THE KILLERS UNDER THE GUN
Concept Album Release: Pressure Machine

This Friday, the 13th, will be good luck for fans of The Killers. Granted, the new album promises to feature plenty of down-and-outers (characters, real and imagined). But, while some consider 2006’s Sam’s Town a concept album with book-end tracks called Enterlude and Exitlude, Pressure Machine will be the band’s first proper concept album. All the songs and stories they tell are about Nephi, Utah, the small town where frontman Brandon Flowers lived as a teenager. A town named for a significant figure in the Book of Mormon….is there anything more Utah than that? Unable to tour last year’s Imploding the Mirage, Flowers called drummer Ronnie Vannucci Jr. and said it was way-back-adventure-time. But, Vannucci, the ever-loyal bandmate, said, let’s ride.

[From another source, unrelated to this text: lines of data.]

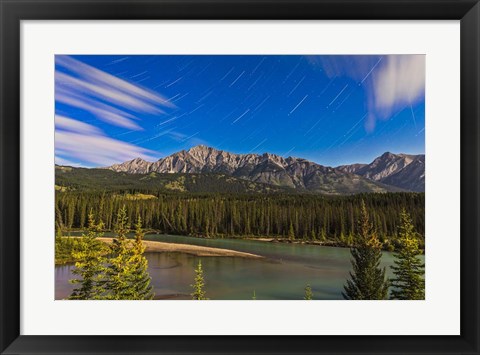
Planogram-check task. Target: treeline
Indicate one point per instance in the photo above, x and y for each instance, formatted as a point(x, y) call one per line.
point(118, 271)
point(307, 217)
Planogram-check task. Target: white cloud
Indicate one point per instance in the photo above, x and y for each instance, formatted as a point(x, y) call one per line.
point(72, 125)
point(103, 112)
point(399, 82)
point(110, 99)
point(80, 141)
point(391, 82)
point(109, 81)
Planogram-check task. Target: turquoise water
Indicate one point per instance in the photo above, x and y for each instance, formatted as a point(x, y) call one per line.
point(281, 275)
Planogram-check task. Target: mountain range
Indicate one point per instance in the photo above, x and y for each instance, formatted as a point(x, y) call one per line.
point(389, 172)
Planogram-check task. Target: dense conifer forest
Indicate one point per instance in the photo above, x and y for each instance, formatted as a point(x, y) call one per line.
point(294, 216)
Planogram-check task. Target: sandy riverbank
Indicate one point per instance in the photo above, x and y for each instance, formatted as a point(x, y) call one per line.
point(153, 246)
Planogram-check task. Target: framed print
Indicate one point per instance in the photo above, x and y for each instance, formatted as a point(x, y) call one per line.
point(239, 177)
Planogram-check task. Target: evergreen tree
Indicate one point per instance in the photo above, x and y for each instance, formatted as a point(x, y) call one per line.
point(198, 287)
point(142, 289)
point(308, 293)
point(408, 282)
point(291, 232)
point(88, 254)
point(120, 271)
point(367, 281)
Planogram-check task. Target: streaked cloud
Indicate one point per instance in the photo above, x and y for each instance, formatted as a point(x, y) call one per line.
point(83, 142)
point(71, 125)
point(109, 98)
point(399, 82)
point(391, 82)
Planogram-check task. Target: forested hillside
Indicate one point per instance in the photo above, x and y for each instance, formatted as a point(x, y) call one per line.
point(293, 216)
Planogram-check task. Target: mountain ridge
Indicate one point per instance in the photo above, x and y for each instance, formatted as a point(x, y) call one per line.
point(406, 171)
point(266, 168)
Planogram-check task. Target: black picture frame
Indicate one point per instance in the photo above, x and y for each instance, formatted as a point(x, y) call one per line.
point(14, 11)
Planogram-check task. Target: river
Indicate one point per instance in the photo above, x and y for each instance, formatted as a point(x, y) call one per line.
point(281, 275)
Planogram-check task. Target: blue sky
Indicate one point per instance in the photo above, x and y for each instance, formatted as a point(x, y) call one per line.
point(329, 109)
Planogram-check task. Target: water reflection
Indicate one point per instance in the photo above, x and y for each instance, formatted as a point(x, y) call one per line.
point(282, 275)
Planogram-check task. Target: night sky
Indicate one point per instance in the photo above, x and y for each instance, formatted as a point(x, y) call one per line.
point(329, 109)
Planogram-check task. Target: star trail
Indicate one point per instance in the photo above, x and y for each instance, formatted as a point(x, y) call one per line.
point(329, 109)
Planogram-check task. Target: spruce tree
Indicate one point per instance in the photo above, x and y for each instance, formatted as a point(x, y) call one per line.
point(89, 265)
point(308, 293)
point(408, 282)
point(198, 288)
point(120, 271)
point(367, 281)
point(142, 289)
point(291, 232)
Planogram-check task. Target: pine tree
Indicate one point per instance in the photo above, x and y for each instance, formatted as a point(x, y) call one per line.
point(142, 289)
point(291, 232)
point(120, 270)
point(198, 287)
point(88, 254)
point(308, 293)
point(367, 281)
point(408, 282)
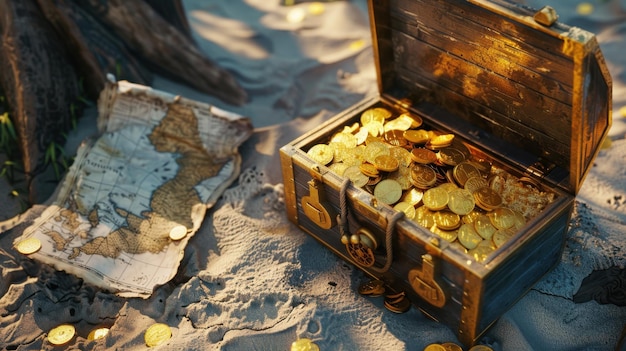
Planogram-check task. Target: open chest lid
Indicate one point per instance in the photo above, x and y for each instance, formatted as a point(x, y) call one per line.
point(536, 95)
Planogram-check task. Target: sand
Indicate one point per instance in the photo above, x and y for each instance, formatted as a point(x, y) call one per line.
point(251, 280)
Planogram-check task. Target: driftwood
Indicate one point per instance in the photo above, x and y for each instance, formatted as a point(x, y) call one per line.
point(48, 48)
point(38, 80)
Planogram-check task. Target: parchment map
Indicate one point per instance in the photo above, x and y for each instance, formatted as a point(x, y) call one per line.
point(160, 163)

Indeed, people will say that this record is a considerable departure for the band both sonically and content-wise. However, hardcore fans know this to be false. The band has always had an affinity for vivid storytelling and a growing love for Bruce Springsteen. So, they lean into this album. Just watch the trailers released to hype the record. There are quick cuts of Seeburg Select-o-Matic jukebox, a barn, what looks like the set of The Last Picture Show, and the side of another barn. There is also a cheap trophy-winged Victory as a hood ornament for a hoodless rusted rat rod with a shiny carburetor intake. It’s all meant to look like Super-8 footage shot through Instagram’s Nashville filter. In addition, the trailers feature quotes from actual town residents recorded by NPR for the project, clips of songs, and a lot of harmonica. All this and the album cover scream BRUCE. Even the album cover is an homage to the Boss’s first concept album Nebraska.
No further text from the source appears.